Drugs can be used as an adjunct to diet, physical activity changes and behavior therapy in some patients. The decision to add a drug should be made after consideration of all potential riska and benefits and only after all behavioral options have been exhausted. Currently, there use is limited to those patients:
1) who have a BMI of > 30, or 2) >27 if concomitant obesity related disease or risk factors exist. 3) It should be considered in patients in whom life style changes of 6 months
duration did not promote any weight loss.
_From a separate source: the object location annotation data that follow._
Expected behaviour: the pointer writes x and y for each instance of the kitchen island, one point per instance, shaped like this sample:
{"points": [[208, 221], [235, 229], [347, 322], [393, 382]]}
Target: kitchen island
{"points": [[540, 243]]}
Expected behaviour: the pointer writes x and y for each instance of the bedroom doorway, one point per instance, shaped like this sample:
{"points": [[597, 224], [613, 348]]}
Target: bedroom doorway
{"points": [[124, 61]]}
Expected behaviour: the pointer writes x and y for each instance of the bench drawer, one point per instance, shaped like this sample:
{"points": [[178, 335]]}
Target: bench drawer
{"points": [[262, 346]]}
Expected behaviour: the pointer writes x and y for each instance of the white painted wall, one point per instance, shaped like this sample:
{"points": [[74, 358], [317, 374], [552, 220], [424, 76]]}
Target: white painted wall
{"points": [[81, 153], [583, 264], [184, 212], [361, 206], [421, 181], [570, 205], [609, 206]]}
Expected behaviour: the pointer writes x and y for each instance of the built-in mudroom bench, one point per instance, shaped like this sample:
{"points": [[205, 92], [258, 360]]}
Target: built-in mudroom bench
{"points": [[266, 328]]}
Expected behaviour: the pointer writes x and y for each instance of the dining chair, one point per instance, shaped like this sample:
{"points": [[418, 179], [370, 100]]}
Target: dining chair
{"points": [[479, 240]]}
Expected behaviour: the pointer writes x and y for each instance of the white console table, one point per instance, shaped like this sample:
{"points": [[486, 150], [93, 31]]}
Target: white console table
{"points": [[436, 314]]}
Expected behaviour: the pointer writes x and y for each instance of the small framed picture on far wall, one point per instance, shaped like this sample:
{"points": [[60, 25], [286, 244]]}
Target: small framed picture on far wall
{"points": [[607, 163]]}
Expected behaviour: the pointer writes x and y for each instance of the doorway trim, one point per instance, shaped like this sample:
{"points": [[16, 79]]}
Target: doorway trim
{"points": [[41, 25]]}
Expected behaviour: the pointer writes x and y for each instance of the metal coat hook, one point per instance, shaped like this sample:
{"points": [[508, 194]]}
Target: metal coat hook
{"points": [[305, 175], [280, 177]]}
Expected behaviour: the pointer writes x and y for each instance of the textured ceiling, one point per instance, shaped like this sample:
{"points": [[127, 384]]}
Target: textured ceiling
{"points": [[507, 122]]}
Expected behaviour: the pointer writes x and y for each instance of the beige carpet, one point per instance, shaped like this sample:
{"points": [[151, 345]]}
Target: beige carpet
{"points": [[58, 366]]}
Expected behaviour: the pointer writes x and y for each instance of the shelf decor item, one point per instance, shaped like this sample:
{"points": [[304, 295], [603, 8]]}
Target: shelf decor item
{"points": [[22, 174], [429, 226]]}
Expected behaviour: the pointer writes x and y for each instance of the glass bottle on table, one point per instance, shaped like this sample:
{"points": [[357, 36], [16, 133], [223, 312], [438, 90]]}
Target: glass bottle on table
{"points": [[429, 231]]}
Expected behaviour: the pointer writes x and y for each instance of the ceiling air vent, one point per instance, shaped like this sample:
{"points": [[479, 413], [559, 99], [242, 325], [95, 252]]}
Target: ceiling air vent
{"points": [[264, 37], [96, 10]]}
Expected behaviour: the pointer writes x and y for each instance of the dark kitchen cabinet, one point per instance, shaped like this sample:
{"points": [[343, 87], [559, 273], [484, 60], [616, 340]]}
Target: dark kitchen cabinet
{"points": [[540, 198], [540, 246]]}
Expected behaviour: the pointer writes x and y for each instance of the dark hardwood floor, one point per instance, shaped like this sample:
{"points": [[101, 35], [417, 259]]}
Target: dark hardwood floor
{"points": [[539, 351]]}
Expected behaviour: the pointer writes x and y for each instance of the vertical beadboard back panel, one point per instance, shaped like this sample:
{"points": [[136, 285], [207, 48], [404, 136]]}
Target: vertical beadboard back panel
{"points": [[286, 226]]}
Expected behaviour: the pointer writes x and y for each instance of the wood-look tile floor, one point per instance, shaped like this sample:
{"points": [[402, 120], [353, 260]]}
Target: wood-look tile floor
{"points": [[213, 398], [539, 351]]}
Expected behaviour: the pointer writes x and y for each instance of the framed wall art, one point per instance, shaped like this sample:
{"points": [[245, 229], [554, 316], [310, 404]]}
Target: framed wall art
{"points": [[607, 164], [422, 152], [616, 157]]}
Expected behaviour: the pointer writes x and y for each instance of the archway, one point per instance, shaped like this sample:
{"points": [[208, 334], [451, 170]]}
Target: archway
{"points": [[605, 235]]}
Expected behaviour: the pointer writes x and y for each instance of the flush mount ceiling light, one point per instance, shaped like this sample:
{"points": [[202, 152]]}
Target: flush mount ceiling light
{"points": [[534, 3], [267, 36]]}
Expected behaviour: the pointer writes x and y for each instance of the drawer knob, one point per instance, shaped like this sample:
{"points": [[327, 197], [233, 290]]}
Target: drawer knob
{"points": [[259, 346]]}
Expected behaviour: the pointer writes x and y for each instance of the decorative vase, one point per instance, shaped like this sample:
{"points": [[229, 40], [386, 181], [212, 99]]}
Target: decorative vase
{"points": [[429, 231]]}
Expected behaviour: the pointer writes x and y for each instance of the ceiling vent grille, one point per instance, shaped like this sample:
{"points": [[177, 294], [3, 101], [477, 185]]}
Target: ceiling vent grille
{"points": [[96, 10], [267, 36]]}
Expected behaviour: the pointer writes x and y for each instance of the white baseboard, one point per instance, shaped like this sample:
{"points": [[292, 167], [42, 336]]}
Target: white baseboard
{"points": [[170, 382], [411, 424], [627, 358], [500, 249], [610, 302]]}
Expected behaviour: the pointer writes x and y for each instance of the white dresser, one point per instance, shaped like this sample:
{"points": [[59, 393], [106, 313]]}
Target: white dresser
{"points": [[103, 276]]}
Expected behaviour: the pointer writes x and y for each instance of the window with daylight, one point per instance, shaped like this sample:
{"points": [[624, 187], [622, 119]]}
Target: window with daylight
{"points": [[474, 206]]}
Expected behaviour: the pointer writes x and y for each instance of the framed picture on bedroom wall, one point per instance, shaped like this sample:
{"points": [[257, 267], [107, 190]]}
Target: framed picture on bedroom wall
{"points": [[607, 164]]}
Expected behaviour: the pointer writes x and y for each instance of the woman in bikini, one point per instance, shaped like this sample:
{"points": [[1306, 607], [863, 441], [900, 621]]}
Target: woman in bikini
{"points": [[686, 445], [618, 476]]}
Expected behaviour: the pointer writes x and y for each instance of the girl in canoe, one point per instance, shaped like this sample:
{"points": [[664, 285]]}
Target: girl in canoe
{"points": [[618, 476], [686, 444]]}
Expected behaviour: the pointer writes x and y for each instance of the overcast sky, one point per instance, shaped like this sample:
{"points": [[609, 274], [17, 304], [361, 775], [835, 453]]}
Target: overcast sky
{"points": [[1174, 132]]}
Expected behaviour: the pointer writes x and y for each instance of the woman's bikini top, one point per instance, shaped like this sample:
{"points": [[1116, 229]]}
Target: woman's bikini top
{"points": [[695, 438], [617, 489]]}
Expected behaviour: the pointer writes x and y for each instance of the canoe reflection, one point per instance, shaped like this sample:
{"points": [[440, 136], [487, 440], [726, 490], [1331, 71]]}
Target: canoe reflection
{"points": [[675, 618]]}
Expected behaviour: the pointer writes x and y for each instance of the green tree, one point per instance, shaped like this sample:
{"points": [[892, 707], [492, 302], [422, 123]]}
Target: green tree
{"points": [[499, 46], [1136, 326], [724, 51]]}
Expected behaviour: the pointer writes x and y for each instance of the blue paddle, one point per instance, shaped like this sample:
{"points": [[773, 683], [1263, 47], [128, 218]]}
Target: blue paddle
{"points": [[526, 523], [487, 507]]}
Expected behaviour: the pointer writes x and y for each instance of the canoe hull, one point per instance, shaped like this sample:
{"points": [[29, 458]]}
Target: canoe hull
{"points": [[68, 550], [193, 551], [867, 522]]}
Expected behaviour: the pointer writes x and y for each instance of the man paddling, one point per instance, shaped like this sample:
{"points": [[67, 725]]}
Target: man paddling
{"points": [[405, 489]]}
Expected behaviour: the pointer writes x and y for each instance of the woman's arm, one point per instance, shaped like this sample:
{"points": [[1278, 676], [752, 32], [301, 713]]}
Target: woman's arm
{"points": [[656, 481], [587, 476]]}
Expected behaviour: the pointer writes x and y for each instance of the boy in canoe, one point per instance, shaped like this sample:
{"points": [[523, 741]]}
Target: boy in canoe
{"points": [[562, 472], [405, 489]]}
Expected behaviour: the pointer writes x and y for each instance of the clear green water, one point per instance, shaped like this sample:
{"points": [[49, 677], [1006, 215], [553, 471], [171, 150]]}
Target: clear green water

Drugs currently approved by FDA are:
Drug Action Adverse Effects
Sibutramine Norepinephrine, dopamine, and Increase in heart rate and
serotonin reuptake inhibitor blood pressure
Orlistat Inhibits pancreatic lipase, Decrease in absorption of fat-
Decreases fat absorption soluble vitamins; soft stools
and anal leakage

Surgery
Weight loss surgery should be reserved for patients in whom efforts at medical therapy have failed and who are suffering from the complications of extreme obesity. Gastrointestinal surgery (gastric restriction [vertical gastric banding] or gastric bypass [Roux-en Y]) is an intervention weight loss option for motivated subjects with acceptable operative risks. An integrated program must be in place to provide guidance on diet, physical activity, and behavioral and social support both prior to and after the surgery. Surgery is an option for the following patients:
1) BMIs >= 40 or 2) >= 35 with comorbid conditions.
Gastric Bypass Surgery Complications: 14-Year Follow-Up
Complicatons Number Percent
Vitamin B12 deficiency 239 39.9
Readmit for various reasons 229 38.2
Incisional hernia 143 23.9
Depression 142 23.7
Staple line failure 90 15.0
Gastritis 79 13.2
Cholecystitis 68 11.4
Anastomotic problems 59 9.8
Dehydration malnutrition 35 5.8
Dilated pouch 19 3.2


Step 7:
Review the Weekly Food and Activity Diary with the patient. 1) Remind the patient that record-keeping has been shown to be one of the most successful behavioral techniques for weight loss and maintenance. 2) Write down the diet, physical activity, and behavioral goals you have agreed on at the bottom.
Step 8:
Give the patient copies of the 1) dietary information 2) the Guide to Physical Activity (appendix 1) 3) the Guide to Behavior Change (appendix 2) 4) the Weekly Food and Activity Diary
Step 9:
Enter the patient's information and the goals you have agreed on in the Weight and Goal Record 1) It is important to keep track of the goals you have set and to ask the patient about them at the next visit to maximize compliance. 2) Have the patient schedule an appointment to see you or your staff for follow up in 2 to 4 weeks.